Ihm geht es auch vielmehr darum zu verdeutlichen, dass aktuell wieder ähnlich viele Menschen Interesse an der Politik haben wie zu Beginn der 80er Jahre. "Angesichts der vielen großen Herausforderungen macht es so viel Sinn wie lange nicht, Politik zu machen", sagt der 64-jährige Leiter der CDU/CSU-Gruppe im EU-Parlament, in dem er bereits 13 Jahre Mitglied ist, in seinem Ausblick aufs anstehende Jahr. Habe er vor zehn, zwölf Jahren mit seinen Vorträgen kaum jemand vom Sofa gelockt, drängten sich nun die Leute, um seine Meinung zu hören, um mit ihm zu diskutieren.

Banken- und Flüchtlingskrise sowie Terror und das mögliche Auseinanderdriften der Europäischen Union trieben viele Menschen Sorgenfalten auf die Stirn und in seine Veranstaltungen. So füllte zum Beispiel sein Vortrag über den Brexit im Juli das Bürgerhaus. "Es ist aber nicht meine persönliche Brillanz, die dafür gesorgt hat, sondern es ist die Verunsicherung und Beunruhigung vieler Bürger wegen der zahlreichen brisanten Themen", sagt Reul. Manchen treibt es dadurch gradewegs in die Arme der Populisten. Der Leichlinger sieht es als parteiübergreifende Aufgabe, diese Leute möglichst aufzuhalten oder sogar zurückzuholen. Sein Rezept: "Nicht der Stimmung nachgeben und auf schnelle Sprüche setzen, sondern standhaft bleiben, Rückgrat beweisen und klarmachen, dass es einfache Lösungen nicht gibt." Und: "Das beste Mittel gegen Populisten ist: Probleme lösen."

Wenn es um die Zukunft geht, glaubt Reul manches zu wissen ("Der Bundestagswahlkampf wird wohl sehr schmutzig"), einiges allerdings ist auch für ihn völlig ungewiss: Was vom designierten US-Präsidenten Donald Trump zu erwarten ist? "Ich weiß es nicht. Ob in den EU-Mitgliedsstaaten, dem Parlament oder der Kommission: Niemand kennt ihn." Wie der EU-Austritt der Briten vonstattengeht? "Es ist noch völlig offen, wie der Brexit abgewickelt wird und auch was danach kommt." Zerbricht Europa wieder in seine Einzelteile oder nicht? "Beides ist möglich. Ich würde keine Wette dazu abgeben. Aber immerhin hat es nach dem Brexit-Votum keinen Domino-Effekt gegeben. Stattdessen ist die Zustimmung zur EU in anderen Mitgliedsländern danach sogar gestiegen."

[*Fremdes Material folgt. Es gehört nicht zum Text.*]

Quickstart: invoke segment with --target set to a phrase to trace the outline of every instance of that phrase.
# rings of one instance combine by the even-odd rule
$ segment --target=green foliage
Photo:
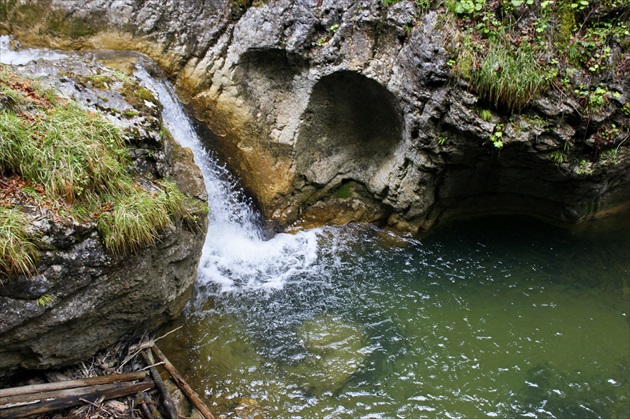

Etwas im Ungewissen lässt er auch die Länge seiner persönlichen Laufbahn. Das nächste EU-Parlament wird 2019 gewählt; vielleicht mit, vielleicht ohne Herbert Reul. "Mal sehen. Ich bin nicht mehr der Jüngste, aber ich mache meine Arbeit nach wie vor sehr gerne." Besonders in dieser spannenden Zeit.